The most expensive performance shifts are the ones you notice tomorrow. The detection layer that catches them today doesn't ship with any tracker we know of.

7 min read · 2026.02.04
Your tracker tells you what is. It doesn't tell you what changed.

Voluum, RedTrack, BinomTrack. All of them show you the current EPV. None of them tell you that the EPV on your top campaign just shifted, in a way that’s statistically real, over the last four hours.

You notice it tomorrow morning. You’ve spent four thousand dollars on a campaign that’s quietly broken. Maybe the network shaved. Maybe the offer changed payouts. Maybe a tracking endpoint silently started failing. Whatever the cause, you found out too late.

This is the gap between dashboards and alerting. Trackers were built to report. Alerting is a different discipline.

What you’re actually trying to detect

A few signals matter more than the rest.

The first is EPV drift on a campaign that’s been stable. Sustained, real, not a noise spike. The cause varies — shave, offer issue, creative fatigue — but the signal looks the same from outside, and the cost compounds the same way.

The second is conversion rate shape changes across placements. Your average might be flat while the distribution underneath is moving. A campaign with steady EPV that’s secretly running on a smaller set of placements than yesterday is broken in a way the headline numbers won’t show.

The third is volume drops. A tracker that’s silently dropping ten percent of clicks because of a postback bug doesn’t tell you. Your dashboard just shows fewer clicks. You assume the campaign cooled off.

The first kind catches operational problems. The second catches geographic and demographic shifts. The third catches infrastructure breaks. All three are worth a few hours of engineering to wire up.
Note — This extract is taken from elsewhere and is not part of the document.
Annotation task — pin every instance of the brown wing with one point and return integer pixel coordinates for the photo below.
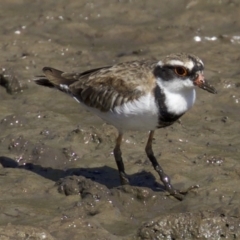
(107, 87)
Why “alert when X is below Y” doesn’t work

The first version of an anomaly detector is a static threshold. It fires constantly during normal seasonality. People mute the channel. The system becomes a worse version of doing nothing — you’re paying engineering for an alert nobody reads.

What works in practice is a comparison against the campaign’s own recent behavior, with the seasonality factored out. Same hour of week, recent rolling window, control band around the expected value. Most of the noise disappears. What’s left correlates well with real operational events.

We won’t lay out the specific baseline math here. The details matter and they take a while to tune for a specific operation. The principle is portable across stacks. The settings aren’t.

What a working alert layer changes about the team

A well-tuned anomaly layer fires a handful of times per week. Every alert maps to a real event the operator wants to know about. The first time someone catches a shave at 2pm instead of finding it the next morning, the system has paid for itself.

The deeper shift is in how the team operates. People stop watching dashboards. The dashboard is for inspection, not surveillance. The system surveils. The operator inspects when called. That’s how you scale operations without scaling headcount — by stopping the activity that didn’t need a human in the first place.